Notre hôte nous a expliqué que construire un moulin à vent était une marque de prestige pour les fermiers de l'archipel et qu'en conséquences, certaines zones avaient trois ou quatre moulins juste par concours de qui a la plus grosse et le plus de pognon. Là j'ai choisi une belle photo de ce moulin, mais en fait il y en a un deuxième juste à côté, hihi.
En 1809, après plusieurs occupations russes de l'archipel, Åland est officiellement cédé à la Russie (en même temps que le reste de la Finlande). Et comme c'est un point stratégique, ils construisent à leur tour une forteresse en 1832, un énorme complexe badass : la forteresse de Bomarsund. Qui dura 22 ans avant de se faire poutrer en 1854. Mais celle-là je la garde pour un second article sinon celui-ci sera beaucoup trop long.

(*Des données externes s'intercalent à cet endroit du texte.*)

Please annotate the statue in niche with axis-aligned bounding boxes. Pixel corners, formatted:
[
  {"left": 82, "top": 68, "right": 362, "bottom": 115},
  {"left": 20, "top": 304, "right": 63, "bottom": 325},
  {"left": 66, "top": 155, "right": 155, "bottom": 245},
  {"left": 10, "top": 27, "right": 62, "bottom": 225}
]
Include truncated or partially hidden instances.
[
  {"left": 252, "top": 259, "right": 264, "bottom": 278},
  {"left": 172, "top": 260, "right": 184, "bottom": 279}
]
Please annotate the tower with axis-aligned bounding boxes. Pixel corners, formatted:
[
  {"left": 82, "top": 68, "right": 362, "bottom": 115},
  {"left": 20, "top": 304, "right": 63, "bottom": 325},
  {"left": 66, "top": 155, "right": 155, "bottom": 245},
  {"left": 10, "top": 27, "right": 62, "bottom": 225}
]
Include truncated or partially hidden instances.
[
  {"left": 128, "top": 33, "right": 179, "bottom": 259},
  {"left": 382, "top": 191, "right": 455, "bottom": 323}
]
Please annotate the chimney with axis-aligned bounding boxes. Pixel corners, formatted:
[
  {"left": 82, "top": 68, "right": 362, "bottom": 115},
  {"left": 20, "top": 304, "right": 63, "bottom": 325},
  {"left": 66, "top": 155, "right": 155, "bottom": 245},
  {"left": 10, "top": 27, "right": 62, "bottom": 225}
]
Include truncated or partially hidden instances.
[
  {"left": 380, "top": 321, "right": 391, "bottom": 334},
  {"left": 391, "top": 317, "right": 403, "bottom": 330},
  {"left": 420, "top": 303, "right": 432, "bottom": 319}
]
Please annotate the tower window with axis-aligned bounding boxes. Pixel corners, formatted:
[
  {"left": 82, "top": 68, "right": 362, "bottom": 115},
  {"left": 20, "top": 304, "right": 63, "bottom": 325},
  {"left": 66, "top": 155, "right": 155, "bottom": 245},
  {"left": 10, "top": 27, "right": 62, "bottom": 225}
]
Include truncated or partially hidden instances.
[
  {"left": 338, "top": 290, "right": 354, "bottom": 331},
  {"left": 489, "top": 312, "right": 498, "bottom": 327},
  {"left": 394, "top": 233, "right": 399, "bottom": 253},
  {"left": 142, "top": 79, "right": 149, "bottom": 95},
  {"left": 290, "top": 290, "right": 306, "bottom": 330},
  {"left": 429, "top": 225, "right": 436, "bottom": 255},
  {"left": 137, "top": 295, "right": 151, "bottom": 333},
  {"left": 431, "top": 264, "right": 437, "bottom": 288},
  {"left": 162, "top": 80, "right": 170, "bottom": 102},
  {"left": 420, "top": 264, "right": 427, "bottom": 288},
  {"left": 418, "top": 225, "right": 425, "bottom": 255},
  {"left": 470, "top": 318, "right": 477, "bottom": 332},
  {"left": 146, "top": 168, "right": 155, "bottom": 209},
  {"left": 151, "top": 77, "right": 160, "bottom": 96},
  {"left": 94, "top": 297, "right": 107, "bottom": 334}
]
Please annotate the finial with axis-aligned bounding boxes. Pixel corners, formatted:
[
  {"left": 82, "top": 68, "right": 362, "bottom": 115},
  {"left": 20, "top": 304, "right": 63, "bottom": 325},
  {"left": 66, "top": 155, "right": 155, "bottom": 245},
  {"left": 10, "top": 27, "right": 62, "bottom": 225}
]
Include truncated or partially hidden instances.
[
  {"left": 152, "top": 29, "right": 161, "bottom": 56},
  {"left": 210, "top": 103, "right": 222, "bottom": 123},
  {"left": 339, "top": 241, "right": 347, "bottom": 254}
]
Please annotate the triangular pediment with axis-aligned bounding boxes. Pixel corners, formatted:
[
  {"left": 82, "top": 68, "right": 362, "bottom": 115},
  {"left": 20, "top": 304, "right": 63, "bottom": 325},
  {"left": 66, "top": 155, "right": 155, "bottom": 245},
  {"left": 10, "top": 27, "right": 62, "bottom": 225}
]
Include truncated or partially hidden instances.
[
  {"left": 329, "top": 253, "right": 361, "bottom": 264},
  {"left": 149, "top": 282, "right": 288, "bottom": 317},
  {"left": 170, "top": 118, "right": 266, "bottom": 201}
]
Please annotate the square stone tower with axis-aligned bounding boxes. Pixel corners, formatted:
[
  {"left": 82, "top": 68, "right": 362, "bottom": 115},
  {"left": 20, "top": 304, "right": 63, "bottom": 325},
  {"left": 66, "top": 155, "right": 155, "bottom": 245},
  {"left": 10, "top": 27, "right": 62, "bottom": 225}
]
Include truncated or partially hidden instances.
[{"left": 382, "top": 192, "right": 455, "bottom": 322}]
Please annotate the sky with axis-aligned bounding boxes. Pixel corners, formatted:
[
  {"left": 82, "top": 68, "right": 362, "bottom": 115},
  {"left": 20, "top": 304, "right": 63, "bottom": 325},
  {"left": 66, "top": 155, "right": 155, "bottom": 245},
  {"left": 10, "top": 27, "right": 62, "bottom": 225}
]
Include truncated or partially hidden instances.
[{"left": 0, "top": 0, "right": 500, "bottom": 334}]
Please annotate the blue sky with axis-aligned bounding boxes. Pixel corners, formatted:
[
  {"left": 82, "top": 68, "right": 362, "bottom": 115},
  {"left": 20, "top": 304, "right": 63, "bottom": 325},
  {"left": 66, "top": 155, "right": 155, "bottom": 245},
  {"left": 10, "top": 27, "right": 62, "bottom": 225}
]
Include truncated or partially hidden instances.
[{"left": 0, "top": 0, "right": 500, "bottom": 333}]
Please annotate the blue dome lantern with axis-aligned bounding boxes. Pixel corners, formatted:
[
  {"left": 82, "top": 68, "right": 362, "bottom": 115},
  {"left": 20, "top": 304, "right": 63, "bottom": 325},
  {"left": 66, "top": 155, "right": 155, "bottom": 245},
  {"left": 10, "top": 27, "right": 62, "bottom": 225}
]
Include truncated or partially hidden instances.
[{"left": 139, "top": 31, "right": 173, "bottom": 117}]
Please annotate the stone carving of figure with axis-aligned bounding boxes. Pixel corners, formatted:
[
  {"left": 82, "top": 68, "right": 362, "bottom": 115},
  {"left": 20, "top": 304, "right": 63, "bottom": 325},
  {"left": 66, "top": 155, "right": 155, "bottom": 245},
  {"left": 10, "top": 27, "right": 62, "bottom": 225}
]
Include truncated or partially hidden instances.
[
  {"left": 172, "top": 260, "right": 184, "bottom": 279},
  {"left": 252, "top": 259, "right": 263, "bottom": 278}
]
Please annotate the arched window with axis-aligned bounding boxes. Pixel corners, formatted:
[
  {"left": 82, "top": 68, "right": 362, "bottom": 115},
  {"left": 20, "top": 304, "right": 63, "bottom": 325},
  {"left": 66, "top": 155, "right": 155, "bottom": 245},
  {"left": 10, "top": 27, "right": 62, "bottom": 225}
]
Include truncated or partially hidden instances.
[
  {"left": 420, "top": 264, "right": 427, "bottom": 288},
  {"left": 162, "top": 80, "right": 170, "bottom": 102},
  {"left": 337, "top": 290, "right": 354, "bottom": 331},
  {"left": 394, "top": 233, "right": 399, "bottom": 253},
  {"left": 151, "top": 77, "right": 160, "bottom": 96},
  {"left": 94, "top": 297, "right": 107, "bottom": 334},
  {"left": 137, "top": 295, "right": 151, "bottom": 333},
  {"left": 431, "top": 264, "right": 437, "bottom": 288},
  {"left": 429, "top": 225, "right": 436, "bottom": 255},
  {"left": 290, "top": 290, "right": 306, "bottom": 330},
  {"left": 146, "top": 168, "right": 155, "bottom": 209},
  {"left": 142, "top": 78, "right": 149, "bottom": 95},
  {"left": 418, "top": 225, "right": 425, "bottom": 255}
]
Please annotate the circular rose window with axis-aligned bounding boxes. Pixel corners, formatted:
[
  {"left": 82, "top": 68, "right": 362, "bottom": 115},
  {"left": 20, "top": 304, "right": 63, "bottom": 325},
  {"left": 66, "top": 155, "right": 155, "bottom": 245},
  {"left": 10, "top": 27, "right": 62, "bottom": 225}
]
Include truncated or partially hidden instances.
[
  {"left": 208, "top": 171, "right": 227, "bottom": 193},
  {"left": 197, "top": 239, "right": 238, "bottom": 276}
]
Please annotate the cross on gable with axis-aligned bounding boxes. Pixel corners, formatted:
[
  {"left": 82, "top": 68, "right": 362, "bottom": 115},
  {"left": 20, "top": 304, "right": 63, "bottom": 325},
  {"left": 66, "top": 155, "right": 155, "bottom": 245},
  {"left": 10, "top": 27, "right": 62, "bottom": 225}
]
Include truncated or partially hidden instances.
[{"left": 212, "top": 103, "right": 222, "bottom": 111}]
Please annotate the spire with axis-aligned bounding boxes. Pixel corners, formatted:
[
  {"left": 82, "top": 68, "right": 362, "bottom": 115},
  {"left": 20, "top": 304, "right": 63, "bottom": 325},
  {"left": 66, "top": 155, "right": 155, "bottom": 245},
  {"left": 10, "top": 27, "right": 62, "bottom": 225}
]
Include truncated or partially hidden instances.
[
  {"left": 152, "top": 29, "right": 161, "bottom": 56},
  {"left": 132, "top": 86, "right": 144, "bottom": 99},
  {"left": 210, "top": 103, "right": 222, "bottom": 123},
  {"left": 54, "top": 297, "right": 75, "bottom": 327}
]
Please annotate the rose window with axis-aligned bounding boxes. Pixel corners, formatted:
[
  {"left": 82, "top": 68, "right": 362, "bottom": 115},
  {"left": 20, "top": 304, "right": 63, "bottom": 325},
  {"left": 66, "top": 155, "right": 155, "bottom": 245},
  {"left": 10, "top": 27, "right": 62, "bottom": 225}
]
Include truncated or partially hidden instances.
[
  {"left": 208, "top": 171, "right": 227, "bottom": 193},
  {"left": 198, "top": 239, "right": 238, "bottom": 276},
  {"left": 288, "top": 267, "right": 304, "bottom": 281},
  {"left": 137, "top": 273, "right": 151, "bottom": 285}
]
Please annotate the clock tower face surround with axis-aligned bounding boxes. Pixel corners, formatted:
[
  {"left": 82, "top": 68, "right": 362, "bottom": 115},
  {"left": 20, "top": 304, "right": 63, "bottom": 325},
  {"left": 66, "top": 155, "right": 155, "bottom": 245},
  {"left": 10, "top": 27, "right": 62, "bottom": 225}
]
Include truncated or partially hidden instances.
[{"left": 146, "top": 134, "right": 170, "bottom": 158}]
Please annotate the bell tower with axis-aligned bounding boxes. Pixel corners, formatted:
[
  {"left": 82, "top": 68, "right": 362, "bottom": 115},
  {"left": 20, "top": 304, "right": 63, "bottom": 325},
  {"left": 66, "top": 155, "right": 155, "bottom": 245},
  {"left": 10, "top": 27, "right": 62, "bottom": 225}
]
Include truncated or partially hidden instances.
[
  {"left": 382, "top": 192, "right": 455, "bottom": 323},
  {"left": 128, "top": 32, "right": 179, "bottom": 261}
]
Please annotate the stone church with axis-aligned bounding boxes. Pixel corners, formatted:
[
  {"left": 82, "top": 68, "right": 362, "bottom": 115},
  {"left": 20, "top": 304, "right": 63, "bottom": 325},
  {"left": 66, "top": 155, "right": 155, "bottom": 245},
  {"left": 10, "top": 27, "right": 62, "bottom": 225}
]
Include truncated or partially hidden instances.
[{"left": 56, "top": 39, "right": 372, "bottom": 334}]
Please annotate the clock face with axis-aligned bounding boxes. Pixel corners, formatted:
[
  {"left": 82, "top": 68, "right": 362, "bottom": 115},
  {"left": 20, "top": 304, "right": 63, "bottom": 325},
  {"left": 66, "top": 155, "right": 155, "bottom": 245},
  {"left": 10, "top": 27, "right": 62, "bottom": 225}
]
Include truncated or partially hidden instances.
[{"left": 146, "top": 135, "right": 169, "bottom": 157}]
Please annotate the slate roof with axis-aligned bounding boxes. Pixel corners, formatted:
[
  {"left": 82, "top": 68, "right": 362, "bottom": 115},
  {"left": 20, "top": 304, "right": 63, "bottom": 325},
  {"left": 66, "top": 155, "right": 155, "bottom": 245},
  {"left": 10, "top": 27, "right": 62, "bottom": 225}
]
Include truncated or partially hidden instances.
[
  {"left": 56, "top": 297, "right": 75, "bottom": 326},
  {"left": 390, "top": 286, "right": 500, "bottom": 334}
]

Arrive 1917 et l'indépendance finlandaise. Pendant que le reste du pays se tape dessus dans une guerre civile, Åland, archipel suédophone, essaye de rejoindre la Mère Patrie Suédoise, ce que la Suède, à l'époque, voit d'un très bon œil. La Finlande, une fois déterminée à rester hors de l'Union Soviétique (victoire des Blancs sur les Rouges), considère la question du rattachement d'Åland à la Suède avec toute l'attention que mérite cette épineuse question à la fois ethnique et culturelle, et répond avec bienveillance : "Même pas en rêve". La Suède qui, un peu précipitamment peut-être, avait déjà commencé à occuper militairement le territoire d'Åland pendant la guerre d'indépendance, s'est retrouvée à devoir s'expliquer devant la Société des Nations (la version 1.0 de l'ONU) face à la Finlande, en mode Jawad "On nous a appelé, on a voulu rendre service !". La SDN ne voit pas les choses de cette façon et Åland restera finlandaise... MAIS, quand même, le peuple a été entendu, et l'archipel se voit octroyer en 1920 le statut de région autonome.

Et depuis Åland c'est la Corse de la Finlande : on est dedans, mais on dit tout le temps qu'on voudrait en sortir, sauf que bon, concrètement on perdrait toutes sortes d'avantages à être dedans, donc en fait on veut pas vraiment en sortir.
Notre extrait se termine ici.